At the Award Ceremony on Sunday 29 January, Prantik Basu's Sakhisona was awarded with one of the three Tiger Awards for Short Film.
Can you tell us a bit about your background as an artist.
I used to write and illustrate for a Bengali children’s magazine when I was in high school. While doing my graduation in English Literature at the Calcutta University, I started working at a local television channel as a script writer. In 2007, I wrote and directed a short film that eventually led to my selection for the three years post graduate diploma course in film direction at the prestigious Film and Television Institute of India in Pune. There, I worked across disciplines and mediums. I especially enjoyed shooting on 16 mm black and white film with old Arriflex SR2 cameras. There would be so much left to chance and processing the negative would open up a gamut of possibilities to explore the materiality of the medium.
What was the starting point for this project?
After graduating from the film school, I started working independently on various documentaries and short film ideas. I was developing a documentary project on the excavations at Mogulmari and was applying for grants, both nationally and internationally to support the production. Then I got a call from FTII to make a short film for them as an external/guest director.
My work derives inspiration from spaces. I am most interested in landscapes that depict a certain mood and structures or patters are usually the canvas for my ideas. While we were doing recee for the film, the landscape of Tamhini Ghat seemed suitable for a fictional rendition of the tales from Mogulmari and that was the starting point for Sakhisona.
What is the role of the myths you refer to in your work in current society?

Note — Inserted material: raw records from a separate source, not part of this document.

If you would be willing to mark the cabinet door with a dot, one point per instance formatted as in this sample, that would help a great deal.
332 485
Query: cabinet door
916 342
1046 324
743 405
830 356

Myths work as a time capsule. It is an access to the anecdotal history, and in turn, the ethos of a community. For me, the tale of Sakhisona, though primitive, seemed extremely contemporary and progressive in nature. The protagonist battles her grief of lost love and emerges victorious in the end after successfully fighting her inner demon. There is a certain humor in the allegory of a man being tempted by a fruit and turning into a goat. Apart from various cross cultural references, it displays traits of feminism and resonates an idea of the Samkhya philosophy of Purusha and Prakriti where Purusha is the soul, the Self or pure consciousness. The word literally means "man" in Sanskrit. Prakriti is that which is created. It is nature in all her aspects. Prakriti literally means "creatrix," the female creative energy. Thus, for me, it became a story of transformation.

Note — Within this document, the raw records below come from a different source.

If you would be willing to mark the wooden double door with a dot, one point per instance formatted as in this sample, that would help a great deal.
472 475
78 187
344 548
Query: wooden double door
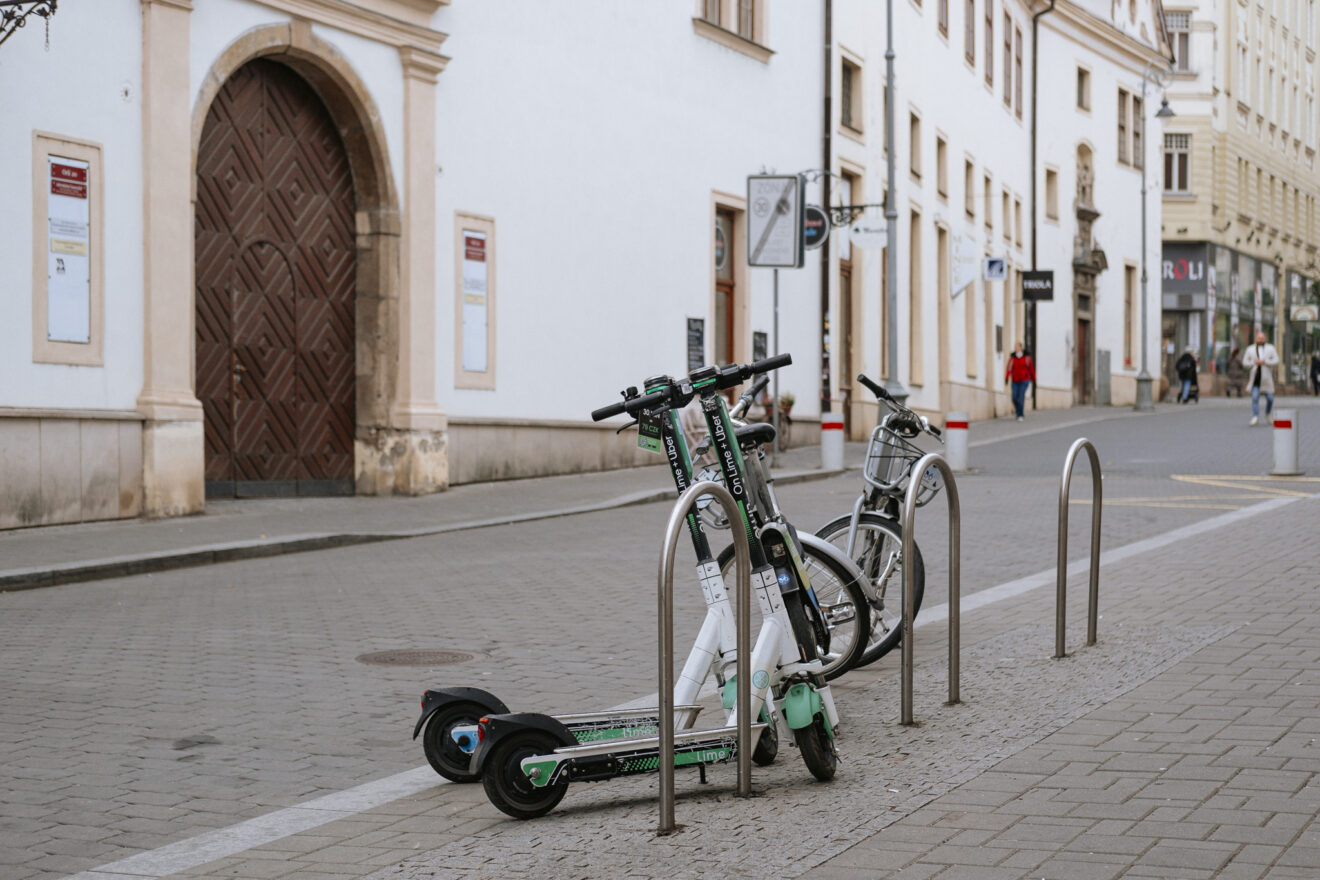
276 276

Can you tell us a little about the techniques you used? Did you shoot your film on celluloid?
Yes. Ours was probably the last student project to have been shot on celluloid, right before the institute went through a complete overhaul in terms of infrastructural facilities. We were lucky to have been given a choice between digital and celluloid and it was an easy decision. The story is about excavation, memories, myths and their remains. It is like unearthing buried stories, in fragments. Like cinema, archaeology also unfolds in a spatiotemporal setting. In excavation, one doesn’t know what one would eventually discover. The narrative is formed by co relating broken and disjoined objects. Hence the choice to keep the narrative non linear.
In terms of other techniques, we used old stocks and push processed the negative to enhance the grains. We wanted the visuals to seem as though they were some archival footage. The choice of Academy standard film aspect ratio seemed suitable in this regard. Since we used some superimpositions (both on camera and on post) and stills, we eventually had to opt for a digital output, though we tried really hard to get a married print for the film.

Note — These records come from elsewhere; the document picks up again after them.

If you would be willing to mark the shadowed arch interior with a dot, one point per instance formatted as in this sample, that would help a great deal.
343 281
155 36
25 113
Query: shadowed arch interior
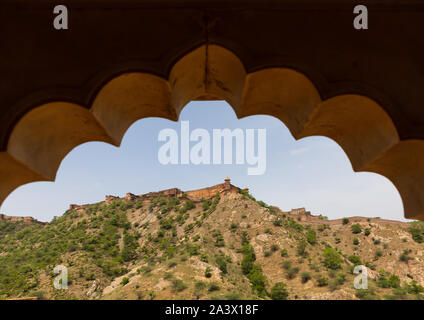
43 136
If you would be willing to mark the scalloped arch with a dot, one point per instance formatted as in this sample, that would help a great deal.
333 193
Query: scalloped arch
43 136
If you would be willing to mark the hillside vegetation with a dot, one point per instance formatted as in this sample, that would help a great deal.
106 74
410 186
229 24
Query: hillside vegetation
227 247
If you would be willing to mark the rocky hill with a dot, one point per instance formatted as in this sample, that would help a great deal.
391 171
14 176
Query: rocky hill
213 243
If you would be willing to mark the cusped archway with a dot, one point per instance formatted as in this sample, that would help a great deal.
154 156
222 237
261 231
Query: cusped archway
44 135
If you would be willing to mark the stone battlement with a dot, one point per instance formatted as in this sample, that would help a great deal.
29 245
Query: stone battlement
3 217
197 194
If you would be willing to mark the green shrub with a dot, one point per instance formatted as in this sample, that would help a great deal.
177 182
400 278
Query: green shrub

Perhaps tell us something on the next project you will be working on.
I am currently editing my first documentary feature Jungle Mahal. It is an attempt to understand the co relation of a region’s folk art with the terrain it thrives in and how the landscape influences its attributes. This project is being supported by an early career film Fellowship from the Tata Institute of Social Sciences and is scheduled to be complete by April this year. Apart from this, I am developing the script for my first fiction feature, Nectar.